Les notes de frais des élus sont des documents que tout citoyen a le droit de consulter. L’équipe de Mediacités Lille a donc voulu y regarder de plus près en sollicitant plusieurs collectivités. Il n’est pourtant pas aussi si facile que prévu d’y accéder, la démarche suscitant l’opposition de certaines d’entre elles…
Pouvoir consulter les notes de frais des élus est un droit prévu par la Constitution. L’article 14 de la Déclaration des Droits de l’Homme et du Citoyen le proclame : « Tous les citoyens ont le droit de constater, par eux‐mêmes ou par leurs représentants, la nécessité de la contribution publique, de la consentir librement, d’en suivre l’emploi, et d’en déterminer la quotité, l’assiette, le recouvrement et la durée. » Un beau principe qui, deux cent trente‐deux ans après, reste difficile à faire appliquer.

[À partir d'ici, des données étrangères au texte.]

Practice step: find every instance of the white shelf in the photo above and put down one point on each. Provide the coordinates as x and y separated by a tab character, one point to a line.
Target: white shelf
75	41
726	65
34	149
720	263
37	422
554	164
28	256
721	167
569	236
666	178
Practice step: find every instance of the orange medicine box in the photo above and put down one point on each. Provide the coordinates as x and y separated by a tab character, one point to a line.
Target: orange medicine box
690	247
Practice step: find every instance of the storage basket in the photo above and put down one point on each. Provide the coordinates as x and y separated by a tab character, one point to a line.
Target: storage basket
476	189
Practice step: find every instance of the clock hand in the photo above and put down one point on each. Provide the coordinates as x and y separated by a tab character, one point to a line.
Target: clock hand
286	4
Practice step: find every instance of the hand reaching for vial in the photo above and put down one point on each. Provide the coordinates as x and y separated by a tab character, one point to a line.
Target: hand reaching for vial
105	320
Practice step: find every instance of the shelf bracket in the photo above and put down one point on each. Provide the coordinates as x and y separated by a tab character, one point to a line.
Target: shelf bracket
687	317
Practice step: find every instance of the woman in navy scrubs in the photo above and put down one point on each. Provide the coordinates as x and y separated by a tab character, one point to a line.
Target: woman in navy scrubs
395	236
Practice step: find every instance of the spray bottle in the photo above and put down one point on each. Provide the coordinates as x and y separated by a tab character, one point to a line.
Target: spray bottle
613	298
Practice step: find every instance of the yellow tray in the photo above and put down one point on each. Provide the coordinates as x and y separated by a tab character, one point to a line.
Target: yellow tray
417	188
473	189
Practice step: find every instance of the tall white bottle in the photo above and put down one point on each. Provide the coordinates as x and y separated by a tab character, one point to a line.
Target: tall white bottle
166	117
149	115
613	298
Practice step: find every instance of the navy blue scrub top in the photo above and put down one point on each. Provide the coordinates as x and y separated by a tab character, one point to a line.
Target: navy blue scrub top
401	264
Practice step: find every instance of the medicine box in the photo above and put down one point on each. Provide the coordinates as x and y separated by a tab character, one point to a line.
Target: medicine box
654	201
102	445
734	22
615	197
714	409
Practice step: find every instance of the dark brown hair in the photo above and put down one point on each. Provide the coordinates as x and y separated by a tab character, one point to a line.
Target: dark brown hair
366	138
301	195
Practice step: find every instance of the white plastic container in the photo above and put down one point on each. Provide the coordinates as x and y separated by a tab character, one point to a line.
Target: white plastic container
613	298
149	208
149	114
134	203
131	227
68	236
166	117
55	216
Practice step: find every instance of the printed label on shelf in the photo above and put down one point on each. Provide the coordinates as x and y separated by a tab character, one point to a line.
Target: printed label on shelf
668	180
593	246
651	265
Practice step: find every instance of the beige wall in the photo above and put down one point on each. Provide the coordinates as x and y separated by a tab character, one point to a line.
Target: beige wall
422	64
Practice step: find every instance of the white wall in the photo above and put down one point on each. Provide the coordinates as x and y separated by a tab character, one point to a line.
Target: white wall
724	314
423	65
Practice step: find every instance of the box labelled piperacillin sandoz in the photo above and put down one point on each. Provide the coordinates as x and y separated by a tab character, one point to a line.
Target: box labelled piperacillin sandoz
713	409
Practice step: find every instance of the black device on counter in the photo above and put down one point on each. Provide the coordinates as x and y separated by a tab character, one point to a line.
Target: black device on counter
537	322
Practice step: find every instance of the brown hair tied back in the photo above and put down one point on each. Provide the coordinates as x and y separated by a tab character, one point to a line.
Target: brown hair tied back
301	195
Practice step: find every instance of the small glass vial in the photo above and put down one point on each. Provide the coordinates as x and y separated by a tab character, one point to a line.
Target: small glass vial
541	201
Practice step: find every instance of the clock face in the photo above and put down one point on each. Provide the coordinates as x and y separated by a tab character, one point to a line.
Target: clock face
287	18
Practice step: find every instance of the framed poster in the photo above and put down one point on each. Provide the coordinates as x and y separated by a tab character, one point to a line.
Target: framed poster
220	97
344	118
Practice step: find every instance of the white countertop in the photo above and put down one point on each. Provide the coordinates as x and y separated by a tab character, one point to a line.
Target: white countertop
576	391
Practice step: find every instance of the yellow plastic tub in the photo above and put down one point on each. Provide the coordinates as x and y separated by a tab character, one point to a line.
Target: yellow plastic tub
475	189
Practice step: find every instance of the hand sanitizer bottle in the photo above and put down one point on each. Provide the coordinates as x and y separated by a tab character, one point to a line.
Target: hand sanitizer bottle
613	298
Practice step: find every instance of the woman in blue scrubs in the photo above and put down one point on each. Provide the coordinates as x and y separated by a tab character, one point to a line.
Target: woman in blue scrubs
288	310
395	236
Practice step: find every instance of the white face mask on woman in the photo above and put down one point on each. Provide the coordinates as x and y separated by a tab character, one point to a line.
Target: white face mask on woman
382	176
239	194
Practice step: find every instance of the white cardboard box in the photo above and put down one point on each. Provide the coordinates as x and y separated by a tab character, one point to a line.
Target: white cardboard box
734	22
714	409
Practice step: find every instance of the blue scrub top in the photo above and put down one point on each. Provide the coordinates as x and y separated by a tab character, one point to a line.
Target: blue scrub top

Les notes de frais des élus sont en effet une question sensible. Ce n’est pas le président de la Métropole européenne de Lille (MEL) qui dira le contraire : trois ans après les révélations de Mediacités, Damien Castelain reste empêtré dans ce scandale que nous avions dévoilé. La carte bleue de la MEL avait payé des parfums, cartes cadeaux, soins hammam, cravates ou hôtels de luxe. Si l’élu a remboursé plus de 20 000 euros à la collectivité, l’affaire judiciaire suit toujours son (long) cours…
Damien Castelain n’est pas le seul à connaître des problèmes avec ses notes de frais. Le député‐maire de Fresnes, par exemple, a été pris pour s’être fait rembourser deux fois ses notes, comme l’ont découvert nos confrères et consoeurs de Mediapart. Parmi les grands consommateurs de notes de frais, on trouve également les présidents d’équipements publics, notamment culturels. Les révélations de Mediacités sur l’ancien directeur de l’Opéra de Lyon ont d’ailleurs conduit à la fixation d’un plafond de frais et à un renforcement des contrôles.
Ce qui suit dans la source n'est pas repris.